Hi folks,
I have been exploring grid application description languages from various
sources and I found DAGMan to be the most promissing. However, I have a
few use cases for which I would appreciate some assistance in expressing
with DAGMan and ClassAd:
1. In a DAG input file, it seems that the name of the submit description
filenames given to jobs constitute a unique name when expressing
dependencies. That was a mouthfull, so here's an example:
# Filename: B.dag
JOB A A.condor DONE
JOB B B.condor
PARENT A CHILD B
So, my understanding is that job B will only run once all jobs
described by A.condor are completed.
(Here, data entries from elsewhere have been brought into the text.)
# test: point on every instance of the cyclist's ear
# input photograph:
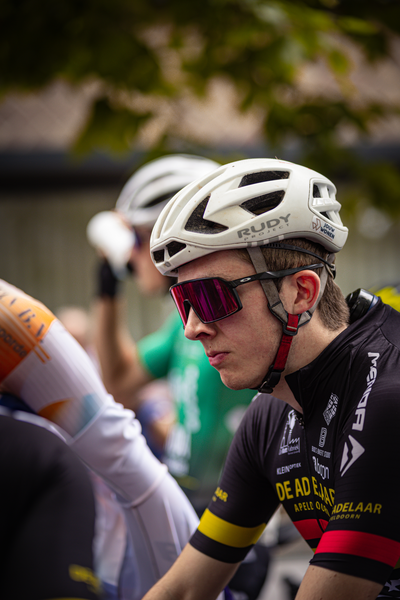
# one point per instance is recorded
(301, 291)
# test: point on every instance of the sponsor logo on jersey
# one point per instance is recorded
(322, 437)
(358, 425)
(322, 470)
(287, 468)
(351, 452)
(331, 409)
(289, 444)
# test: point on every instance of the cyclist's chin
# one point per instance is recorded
(233, 380)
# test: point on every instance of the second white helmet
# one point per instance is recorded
(148, 190)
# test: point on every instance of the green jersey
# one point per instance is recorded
(207, 412)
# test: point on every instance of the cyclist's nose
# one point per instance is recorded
(195, 328)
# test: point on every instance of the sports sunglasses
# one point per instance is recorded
(214, 298)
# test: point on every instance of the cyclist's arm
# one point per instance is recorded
(122, 371)
(194, 576)
(323, 584)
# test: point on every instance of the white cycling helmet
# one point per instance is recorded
(145, 194)
(244, 204)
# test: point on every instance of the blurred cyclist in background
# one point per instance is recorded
(207, 413)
For example, lets say the
following submit files were enqueued:
1. A.condor
2. B.dag
3. A.condor
Then, would B.dag only run once #1 is completed or once all
submits matching A.condor are completed or is there something
I don't understand?
2. Is there a way to express either a submit description file or a DAG
input file so that an executable is run on each node in a cluster
only once? If not, must I enqueue a submit description file for
each node with something like:
requirements = other.hostname == 'foo'
And so forth for each host. (Note that "hostname" probably isn't
part of ClassAd, but I mean anything that uniquely identifies each
node in a cluster)
3. Would it be possible to remove a resource provider (a machine) from
a cluster but only once the current jobs have completed as well as
all the other dependent jobs as defined by the pending DAG input
files? For example, here's an example:
# Filename: A.dag
JOB A A.condor
JOB B B.condor
PARENT A CHILD B
So, if a node is in the middle of running job A, I would like to be
notified somehow when job B has completed. However, I don't necessarily
want to hard code that I'm waiting for job B to complete, I would rather
express abstractly: tell me when the current jobs and dependents have
completed.
Thanks,
Marc
|